Defining a collaborative culture
I have earlier blogged on social media and changing the culture. As social media is often about new forms of online collaboration, I now add collaboration (not as in collaborationism, but as in collaboration at work) as such to that mix. Every project manager ought to know that to create a culture for collaboration is vital for almost every projects success! However this turns out to be especially hard if the project is not co-located. Research shows that projects not co-located run a much higher risk of failure than those which are co-located.

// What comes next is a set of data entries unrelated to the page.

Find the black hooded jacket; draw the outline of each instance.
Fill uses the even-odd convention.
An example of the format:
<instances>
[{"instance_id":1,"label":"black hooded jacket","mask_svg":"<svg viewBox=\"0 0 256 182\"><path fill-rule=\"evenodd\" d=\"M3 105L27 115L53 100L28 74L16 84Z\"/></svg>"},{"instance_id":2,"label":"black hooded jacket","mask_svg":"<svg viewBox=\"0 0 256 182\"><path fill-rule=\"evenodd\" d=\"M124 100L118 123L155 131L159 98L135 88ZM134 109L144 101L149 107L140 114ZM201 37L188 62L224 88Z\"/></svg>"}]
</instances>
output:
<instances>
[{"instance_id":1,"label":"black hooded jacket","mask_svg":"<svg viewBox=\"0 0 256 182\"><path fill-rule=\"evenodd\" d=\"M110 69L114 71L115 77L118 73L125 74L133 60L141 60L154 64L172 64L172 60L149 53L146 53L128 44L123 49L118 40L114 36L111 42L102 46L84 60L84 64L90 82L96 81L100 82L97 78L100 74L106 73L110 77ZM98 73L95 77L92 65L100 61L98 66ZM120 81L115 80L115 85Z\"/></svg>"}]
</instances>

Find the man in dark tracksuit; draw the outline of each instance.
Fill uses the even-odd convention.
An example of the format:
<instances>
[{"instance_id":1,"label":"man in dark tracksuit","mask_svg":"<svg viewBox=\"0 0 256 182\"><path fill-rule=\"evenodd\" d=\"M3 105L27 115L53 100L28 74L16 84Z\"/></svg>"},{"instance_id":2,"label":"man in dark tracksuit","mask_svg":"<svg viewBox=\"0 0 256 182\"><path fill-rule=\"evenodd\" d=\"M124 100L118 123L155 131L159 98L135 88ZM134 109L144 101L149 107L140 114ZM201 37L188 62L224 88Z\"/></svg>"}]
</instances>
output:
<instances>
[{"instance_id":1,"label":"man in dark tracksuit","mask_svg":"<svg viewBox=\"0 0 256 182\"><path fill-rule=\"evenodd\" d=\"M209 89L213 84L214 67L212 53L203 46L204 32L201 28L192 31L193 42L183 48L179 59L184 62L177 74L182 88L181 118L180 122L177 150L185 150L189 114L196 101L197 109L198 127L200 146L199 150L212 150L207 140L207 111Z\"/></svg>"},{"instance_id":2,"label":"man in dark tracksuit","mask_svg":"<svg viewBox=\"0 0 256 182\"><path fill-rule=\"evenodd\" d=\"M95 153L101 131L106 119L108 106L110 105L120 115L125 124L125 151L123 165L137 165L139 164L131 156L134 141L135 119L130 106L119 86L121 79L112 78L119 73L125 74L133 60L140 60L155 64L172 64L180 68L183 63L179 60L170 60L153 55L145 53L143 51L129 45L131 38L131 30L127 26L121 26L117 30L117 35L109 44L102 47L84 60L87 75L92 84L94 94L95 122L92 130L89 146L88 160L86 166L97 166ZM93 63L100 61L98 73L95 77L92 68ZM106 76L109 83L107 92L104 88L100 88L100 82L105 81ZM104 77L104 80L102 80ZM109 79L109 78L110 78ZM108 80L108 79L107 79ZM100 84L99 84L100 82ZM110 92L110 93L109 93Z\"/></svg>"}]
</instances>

But what is needed for good collaboration? I tried to read Wikipedia on collaboration, but did not get very much out of it in terms of required elements or actions to build a collaborative environment. (Thought of adding the fundamentals below in the article, so if they are there it means they have been added as a result of this post). Collaboration can be a fuzzy term. It refers more to a culture than to method. It requires something both of the structure and the organization, and both of the culture and the individuals. I googled it in Norwegian, (samhandling) and found a page referring to these five elements as especially important among politicians wanting to collaborate. I believe they are highly transferable to any project environment as well and I hereby refer to them as the five fundamental elements of good collaboration:
Trust
The need to trust each other and each other’s knowledge is necessary to build a good collaborative environment. This requires awareness of the roles on have in the collaborative setting, self awareness and openness. Lack of trust is a typical symptom in “e-mail-collaborative” projects where people do not meet physically.
Diversity
The need to accept, appreciate and use that we are different and have different knowledge’s and fill different roles.
Motivation
Motivation is fostered by having a common understanding of the goals, and a belief in that the team can pull it off together. Motivation results in team behavior.
Desire
Desire to collaborate is needed. Resistance towards collaboration could stem from many different reasons (power struggles, lack of incentives etc.). Lack of desire can ruin the entire project culture, and result in a failed project.
Capability
One needs to practice communicating with each other. Good communication skills are not something you are born with, but something you need to train to achieve.
Now, that is the five, they look simple enough but then come the art of massaging individuals into building the necessary level of these elements and deliver results in their teams. That is a whole other story.
Filed under: On changing the culture, On collaboration, On social media | 1 Comment
Tags: collaboration, Social media
I agree with these 5 elements of a collaborative culture. The true magic happens when you combine these 5 elements with technologies that enables true collaboration. People on different continents and timezones, from different cultures with different perspectives, talks, discuss, build trust, solve problems, by meeting face to face in an instant… feeling like they are close, even though they are hundreds of miles apart… because the world is getting so flat!